Reputation: 924
In C# Threading, by default the new thread is a foreground thread.
But what is the use case of a background thread?
Also, on what does the main thread run -> on foreground or background thread?
Upvotes: 3
Views: 877
Reputation: 5147
According to MSDN, the main difference between foreground and background threads is:
Background threads are identical to foreground threads with one exception: a background thread does not keep the managed execution environment running. Once all foreground threads have been stopped in a managed process (where the .exe file is a managed assembly), the system stops all background threads and shuts down.
So, the use case for background threads are, tasks that should not prevent your process from terminating.
If you use a thread to monitor an activity, such as a socket connection, set its IsBackground property to true so that the thread does not prevent your process from terminating.
Considering the difference, UI thread should be foreground so that it keeps the process running until UI shuts down.
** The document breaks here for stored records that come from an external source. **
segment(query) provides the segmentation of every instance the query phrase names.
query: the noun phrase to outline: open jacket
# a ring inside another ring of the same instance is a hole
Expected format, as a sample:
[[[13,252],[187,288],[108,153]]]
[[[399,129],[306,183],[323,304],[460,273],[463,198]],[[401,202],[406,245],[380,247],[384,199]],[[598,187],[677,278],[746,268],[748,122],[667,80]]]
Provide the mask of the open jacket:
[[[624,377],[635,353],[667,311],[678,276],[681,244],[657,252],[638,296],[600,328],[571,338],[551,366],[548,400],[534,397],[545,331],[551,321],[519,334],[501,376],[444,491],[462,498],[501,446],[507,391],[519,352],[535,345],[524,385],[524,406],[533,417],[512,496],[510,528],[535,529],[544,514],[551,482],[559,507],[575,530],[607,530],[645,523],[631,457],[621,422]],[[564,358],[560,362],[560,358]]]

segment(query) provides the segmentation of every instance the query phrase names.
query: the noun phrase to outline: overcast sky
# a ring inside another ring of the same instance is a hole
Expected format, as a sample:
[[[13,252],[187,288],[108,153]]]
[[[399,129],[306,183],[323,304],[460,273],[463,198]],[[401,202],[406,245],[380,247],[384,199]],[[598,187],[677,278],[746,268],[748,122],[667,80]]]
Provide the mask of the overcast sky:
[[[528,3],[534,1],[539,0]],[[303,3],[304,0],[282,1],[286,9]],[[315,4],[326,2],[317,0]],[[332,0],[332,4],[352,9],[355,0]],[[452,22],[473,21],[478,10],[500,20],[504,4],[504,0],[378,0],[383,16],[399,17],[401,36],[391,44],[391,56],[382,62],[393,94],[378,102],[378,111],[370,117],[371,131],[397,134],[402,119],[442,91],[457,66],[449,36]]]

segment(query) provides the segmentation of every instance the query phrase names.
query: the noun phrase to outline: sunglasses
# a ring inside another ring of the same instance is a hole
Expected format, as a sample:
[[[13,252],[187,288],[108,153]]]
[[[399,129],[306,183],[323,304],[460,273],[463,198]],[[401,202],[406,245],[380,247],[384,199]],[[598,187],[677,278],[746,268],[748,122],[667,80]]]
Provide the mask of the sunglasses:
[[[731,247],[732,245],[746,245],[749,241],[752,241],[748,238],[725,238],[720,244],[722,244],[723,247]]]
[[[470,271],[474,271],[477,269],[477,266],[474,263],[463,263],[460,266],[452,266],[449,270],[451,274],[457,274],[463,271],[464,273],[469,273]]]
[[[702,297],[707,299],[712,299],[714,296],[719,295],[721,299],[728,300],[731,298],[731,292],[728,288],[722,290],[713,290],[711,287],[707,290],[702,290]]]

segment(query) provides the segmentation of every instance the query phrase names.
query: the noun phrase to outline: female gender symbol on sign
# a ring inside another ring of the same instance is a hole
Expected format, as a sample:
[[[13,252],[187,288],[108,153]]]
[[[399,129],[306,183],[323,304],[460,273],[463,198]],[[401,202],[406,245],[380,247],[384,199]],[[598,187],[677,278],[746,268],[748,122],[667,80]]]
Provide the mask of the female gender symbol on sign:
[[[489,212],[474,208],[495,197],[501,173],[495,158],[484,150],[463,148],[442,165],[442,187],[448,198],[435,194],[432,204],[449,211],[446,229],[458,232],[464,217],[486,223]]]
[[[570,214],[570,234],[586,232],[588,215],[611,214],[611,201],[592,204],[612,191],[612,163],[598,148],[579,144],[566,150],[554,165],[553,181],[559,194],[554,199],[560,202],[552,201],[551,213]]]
If it was a background thread, the process stopped running as soon as no other foreground thread was running.
Edit:
Since you can signal the foreground threads when process is supposed to terminate, I don't see any special use case that cannot be implemented using foreground threads only. Since those thread may need to be informed about termination to free resources or perform an action, manually signaling them (rather than relying on the fact that they will be terminated because there are background) could be a better choice. But making them background would be a "Just in case" thing, that if for some reason they doesn't get signaled, they do not prevent process from terminating.